STAYING WARM AND ON TIME: Making good on a quest to expand its $300 million-plus empire, BCBG Max Azria Group has signed two licensing deals for men’s and women’s watches and outerwear with Geneva and Winlit Group Ltd., respectively. The licensees will oversee design, distribution and sales, but BCBG maintains it will provide the final design approval, according to president Ben Malka.

This story first appeared in the January 28, 2004 issue of WWD. Subscribe Today.

“We’ve taken a lot of time to find these partners to create a strong cultural fit, and we intend to work with them to ensure the products stay true to the brand,” he said. The BCBG Max Azria watch collection bows for fall, featuring timepieces with leather straps, stainless steel bracelets and bangles and textured dials. Men’s will follow in fall 2005, with overall watch wholesale prices ranging from about $55 to $140.
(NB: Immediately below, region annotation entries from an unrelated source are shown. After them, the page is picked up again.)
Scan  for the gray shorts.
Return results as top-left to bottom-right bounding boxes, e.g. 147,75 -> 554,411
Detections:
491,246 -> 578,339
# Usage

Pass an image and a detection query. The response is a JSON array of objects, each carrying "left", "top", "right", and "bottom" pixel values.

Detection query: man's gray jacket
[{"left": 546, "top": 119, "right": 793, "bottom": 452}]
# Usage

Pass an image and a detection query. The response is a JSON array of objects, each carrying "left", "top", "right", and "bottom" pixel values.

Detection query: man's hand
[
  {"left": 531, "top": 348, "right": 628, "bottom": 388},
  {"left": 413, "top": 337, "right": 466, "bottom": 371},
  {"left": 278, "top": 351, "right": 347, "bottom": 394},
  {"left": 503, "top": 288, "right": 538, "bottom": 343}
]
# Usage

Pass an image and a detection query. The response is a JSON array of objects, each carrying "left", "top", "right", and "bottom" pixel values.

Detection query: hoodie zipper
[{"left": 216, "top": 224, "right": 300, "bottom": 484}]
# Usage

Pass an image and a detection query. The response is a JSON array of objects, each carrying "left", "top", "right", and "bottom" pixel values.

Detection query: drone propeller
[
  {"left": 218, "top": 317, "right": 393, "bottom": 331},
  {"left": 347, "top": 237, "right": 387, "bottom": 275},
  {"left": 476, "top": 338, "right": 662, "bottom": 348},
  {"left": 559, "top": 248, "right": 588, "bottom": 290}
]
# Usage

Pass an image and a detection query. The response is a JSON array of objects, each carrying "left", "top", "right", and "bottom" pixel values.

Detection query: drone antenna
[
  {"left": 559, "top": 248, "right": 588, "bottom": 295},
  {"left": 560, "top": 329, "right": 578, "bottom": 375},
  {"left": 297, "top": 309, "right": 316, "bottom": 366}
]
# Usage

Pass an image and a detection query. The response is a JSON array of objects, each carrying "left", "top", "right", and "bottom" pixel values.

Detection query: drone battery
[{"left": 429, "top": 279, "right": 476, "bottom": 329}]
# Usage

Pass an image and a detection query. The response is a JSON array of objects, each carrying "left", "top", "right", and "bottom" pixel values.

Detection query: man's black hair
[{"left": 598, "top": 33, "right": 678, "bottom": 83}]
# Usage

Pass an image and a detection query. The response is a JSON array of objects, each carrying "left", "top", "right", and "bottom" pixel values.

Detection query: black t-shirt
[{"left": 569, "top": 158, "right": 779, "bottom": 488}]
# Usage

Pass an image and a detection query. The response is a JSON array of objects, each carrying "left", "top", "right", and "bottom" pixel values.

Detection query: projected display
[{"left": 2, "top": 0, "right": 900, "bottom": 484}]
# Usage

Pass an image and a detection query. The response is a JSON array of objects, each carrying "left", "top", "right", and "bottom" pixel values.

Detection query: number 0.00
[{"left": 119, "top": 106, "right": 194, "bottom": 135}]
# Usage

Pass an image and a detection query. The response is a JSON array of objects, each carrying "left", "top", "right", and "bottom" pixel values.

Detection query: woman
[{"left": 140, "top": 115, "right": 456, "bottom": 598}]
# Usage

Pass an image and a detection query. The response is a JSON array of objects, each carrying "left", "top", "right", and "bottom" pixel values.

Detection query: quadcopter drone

Women’s outerwear will also launch this fall, followed by men’s in spring 2005, targeting select department stores as well as BCBG boutiques. The BCBG Max Azria outerwear collection will offer furs, rainwear, leathers, luxury wools and active styles. Wholesale prices will run from $110 to $440. The agreements follow the company’s announcement in October to return to men’s wear after a three-year hiatus with a licensing partnership with Phillips-Van Heusen Corp. for dress shirts and ties set to bow in time for Father’s Day. Two years ago, Max Azria said he had about 20 potential licensing ideas in mind.

VANS SUIT: Vans Inc. has denied charges stemming from a shareholder lawsuit alleging the company made false statements about earnings. Announced Friday, the lawsuit was filed by the firm Milberg Weiss Bershad Hynes & Lerach LLP in U.S. District Court for the Central District of California on behalf of people who acquired Vans stock between March 24,1999 and May 23, 2002. The complaint alleges that beginning in 1998, the defendants orchestrated a scheme designed to inflate EPS on a quarterly basis and to misstate the value of inventory. In a statement Monday, Vans asserted the lawsuit’s claims “are factually incorrect and without merit” and the footwear and apparel company plans to “vigorously defend itself.” The suit seeks class-action status. Vans recently raised its third-quarter and fiscal-year earnings estimates as holiday business rose above expected levels. Industry observers say the company is getting its house in order with the closure of skate parks and has amassed a strong cash base. As of the second quarter ended Nov. 29, 2003, the company had $63.87 million in cash and cash equivalents.